6. Why the reads count 68,900,778 from htseq-count is not matching to trimmed reads count or aligned reads?
1
5.1 years ago by
Carlo Yague5.5k
Carlo Yague5.5k wrote:

You probably could have found the answers by yourself, reading the manuals. Anyway:

54,521,571 (left reads) is the number of reads mapped. 66,079,886 (left_reads_out) is the number of reads considered for mapping (tophat does is own filtering too).

What is the difference between 81.8% overall read mapping rate vs 76.8% concordant pair alignment rate?

Overall mapping rate = percentage of total reads mapped.

concordant pair alignment rate = Percentage of read pairs (you have paired-end data) that map concordantly, i.e, that map while respecting constrains : they are on the same chromosome and not too far apart.

what is this QC-passed reads (131,374,951)?

QC means quality-control.

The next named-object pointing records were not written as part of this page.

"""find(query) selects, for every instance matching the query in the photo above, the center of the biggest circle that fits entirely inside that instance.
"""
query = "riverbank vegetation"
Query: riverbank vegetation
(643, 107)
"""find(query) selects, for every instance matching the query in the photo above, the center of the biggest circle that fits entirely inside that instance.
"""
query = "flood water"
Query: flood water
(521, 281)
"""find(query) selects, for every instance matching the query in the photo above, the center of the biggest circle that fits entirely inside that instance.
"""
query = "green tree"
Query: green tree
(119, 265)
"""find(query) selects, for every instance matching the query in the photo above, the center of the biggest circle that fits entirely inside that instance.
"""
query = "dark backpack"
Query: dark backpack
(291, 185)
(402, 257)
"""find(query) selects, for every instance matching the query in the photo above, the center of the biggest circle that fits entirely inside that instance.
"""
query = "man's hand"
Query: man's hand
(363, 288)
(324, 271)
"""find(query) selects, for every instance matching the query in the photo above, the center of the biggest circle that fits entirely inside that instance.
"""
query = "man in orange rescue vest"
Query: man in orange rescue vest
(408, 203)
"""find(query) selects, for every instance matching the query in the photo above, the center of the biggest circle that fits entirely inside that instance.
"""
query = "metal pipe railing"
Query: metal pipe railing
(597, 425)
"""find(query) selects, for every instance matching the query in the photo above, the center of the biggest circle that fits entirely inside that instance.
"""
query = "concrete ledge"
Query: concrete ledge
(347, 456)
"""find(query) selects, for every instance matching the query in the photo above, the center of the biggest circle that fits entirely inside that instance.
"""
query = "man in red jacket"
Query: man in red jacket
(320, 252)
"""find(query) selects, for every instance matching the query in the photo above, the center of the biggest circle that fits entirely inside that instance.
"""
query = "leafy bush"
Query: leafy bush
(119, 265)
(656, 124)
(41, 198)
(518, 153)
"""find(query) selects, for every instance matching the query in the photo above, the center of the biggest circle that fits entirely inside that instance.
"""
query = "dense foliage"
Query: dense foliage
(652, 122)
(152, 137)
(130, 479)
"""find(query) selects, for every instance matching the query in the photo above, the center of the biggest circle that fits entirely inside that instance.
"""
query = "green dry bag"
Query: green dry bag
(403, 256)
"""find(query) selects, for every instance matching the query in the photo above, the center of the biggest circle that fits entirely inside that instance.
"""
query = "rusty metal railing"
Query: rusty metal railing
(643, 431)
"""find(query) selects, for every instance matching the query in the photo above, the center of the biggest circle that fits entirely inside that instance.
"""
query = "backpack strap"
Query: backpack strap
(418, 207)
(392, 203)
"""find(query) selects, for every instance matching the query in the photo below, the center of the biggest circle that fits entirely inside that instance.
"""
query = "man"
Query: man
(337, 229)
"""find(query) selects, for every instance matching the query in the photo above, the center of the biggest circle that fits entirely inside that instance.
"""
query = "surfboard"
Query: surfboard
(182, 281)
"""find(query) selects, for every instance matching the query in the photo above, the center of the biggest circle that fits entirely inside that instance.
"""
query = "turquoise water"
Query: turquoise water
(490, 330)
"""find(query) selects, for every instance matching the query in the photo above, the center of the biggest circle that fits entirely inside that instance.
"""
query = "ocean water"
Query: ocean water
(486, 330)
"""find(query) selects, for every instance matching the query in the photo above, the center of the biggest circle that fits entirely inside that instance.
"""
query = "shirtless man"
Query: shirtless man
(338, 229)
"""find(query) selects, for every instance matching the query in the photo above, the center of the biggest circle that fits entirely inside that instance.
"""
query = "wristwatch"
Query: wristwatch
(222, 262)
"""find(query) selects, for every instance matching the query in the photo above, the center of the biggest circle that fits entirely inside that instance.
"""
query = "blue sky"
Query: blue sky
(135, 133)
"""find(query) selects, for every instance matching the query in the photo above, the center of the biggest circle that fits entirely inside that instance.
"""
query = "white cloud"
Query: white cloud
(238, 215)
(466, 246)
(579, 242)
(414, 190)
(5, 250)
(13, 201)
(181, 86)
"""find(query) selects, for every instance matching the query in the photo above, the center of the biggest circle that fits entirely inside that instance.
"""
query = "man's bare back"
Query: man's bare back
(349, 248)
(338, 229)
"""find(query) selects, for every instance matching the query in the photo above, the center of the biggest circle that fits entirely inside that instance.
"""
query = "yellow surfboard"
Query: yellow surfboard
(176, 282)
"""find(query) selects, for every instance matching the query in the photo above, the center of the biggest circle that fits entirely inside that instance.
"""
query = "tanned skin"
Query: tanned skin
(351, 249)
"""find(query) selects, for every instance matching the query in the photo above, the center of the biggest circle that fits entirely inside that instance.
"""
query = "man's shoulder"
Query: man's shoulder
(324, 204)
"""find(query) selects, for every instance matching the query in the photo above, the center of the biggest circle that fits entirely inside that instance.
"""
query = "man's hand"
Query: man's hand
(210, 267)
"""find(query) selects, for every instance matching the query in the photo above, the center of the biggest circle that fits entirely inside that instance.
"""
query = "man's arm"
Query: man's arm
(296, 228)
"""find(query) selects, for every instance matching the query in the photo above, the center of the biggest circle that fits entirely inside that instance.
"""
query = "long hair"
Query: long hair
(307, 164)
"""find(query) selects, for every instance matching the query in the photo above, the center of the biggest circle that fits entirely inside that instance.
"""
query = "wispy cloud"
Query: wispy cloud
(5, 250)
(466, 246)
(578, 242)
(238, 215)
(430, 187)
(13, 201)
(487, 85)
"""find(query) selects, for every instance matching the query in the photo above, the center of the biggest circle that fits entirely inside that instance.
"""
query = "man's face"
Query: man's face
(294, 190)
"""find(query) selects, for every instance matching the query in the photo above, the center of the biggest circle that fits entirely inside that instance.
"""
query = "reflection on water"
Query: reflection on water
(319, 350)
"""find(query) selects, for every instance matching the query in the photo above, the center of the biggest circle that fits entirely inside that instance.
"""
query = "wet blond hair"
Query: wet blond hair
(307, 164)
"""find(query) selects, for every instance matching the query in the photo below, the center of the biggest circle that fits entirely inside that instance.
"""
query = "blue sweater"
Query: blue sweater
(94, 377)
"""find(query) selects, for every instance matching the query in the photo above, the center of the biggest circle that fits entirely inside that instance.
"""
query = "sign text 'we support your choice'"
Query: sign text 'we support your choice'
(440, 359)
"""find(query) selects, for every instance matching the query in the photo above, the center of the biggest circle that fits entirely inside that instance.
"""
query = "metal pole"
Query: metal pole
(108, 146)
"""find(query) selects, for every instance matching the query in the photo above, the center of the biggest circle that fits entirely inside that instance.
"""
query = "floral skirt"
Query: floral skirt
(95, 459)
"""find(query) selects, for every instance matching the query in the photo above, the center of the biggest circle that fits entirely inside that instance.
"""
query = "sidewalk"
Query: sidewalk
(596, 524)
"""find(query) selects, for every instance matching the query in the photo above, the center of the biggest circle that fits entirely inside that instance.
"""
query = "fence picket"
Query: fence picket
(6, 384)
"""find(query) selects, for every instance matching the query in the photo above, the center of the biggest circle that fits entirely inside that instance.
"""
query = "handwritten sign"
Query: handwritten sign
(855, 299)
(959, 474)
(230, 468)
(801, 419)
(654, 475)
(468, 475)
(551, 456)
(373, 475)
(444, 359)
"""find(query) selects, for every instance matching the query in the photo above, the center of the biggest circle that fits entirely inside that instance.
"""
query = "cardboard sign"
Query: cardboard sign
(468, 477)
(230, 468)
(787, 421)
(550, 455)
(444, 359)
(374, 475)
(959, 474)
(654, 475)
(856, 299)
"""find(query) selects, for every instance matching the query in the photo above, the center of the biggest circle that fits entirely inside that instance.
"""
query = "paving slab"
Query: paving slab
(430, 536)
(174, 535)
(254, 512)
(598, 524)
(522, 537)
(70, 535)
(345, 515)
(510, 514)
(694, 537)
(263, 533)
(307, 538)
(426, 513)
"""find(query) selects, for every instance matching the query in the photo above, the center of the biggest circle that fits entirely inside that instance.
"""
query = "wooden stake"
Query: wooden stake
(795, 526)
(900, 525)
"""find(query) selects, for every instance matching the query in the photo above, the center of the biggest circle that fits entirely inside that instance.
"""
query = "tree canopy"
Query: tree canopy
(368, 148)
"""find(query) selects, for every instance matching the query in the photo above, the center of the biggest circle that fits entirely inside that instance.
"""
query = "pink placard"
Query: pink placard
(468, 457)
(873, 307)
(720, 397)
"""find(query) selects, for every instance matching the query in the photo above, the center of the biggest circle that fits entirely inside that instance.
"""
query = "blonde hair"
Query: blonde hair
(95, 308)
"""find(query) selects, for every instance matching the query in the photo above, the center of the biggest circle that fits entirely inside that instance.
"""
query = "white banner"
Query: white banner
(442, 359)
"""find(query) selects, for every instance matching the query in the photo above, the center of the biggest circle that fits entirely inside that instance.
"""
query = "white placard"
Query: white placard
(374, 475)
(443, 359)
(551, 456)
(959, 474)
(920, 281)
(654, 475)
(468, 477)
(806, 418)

Those reads are well mapped according to samtools criteria.

What is this : Unique Reads: 56,594,380?

This is obviously the number of reads that are unique in your file.

Why the total reads (126,970,700) is different from other numbers?

Because HTseq-counts has its own requirements regarding the reads used as input. see http://www-huber.embl.de/HTSeq/doc/counting.html#handling-paired-end-reads

To get percentage of reads, do I need to divide either by total reads (126,970,700) or unique reads: (56,594,380)?

You should divide by total pairs (as h.mon comment suggest it, since you sorted your bam file). 0.1102% is therefore the right proportion of read pairs mapped on globin genes.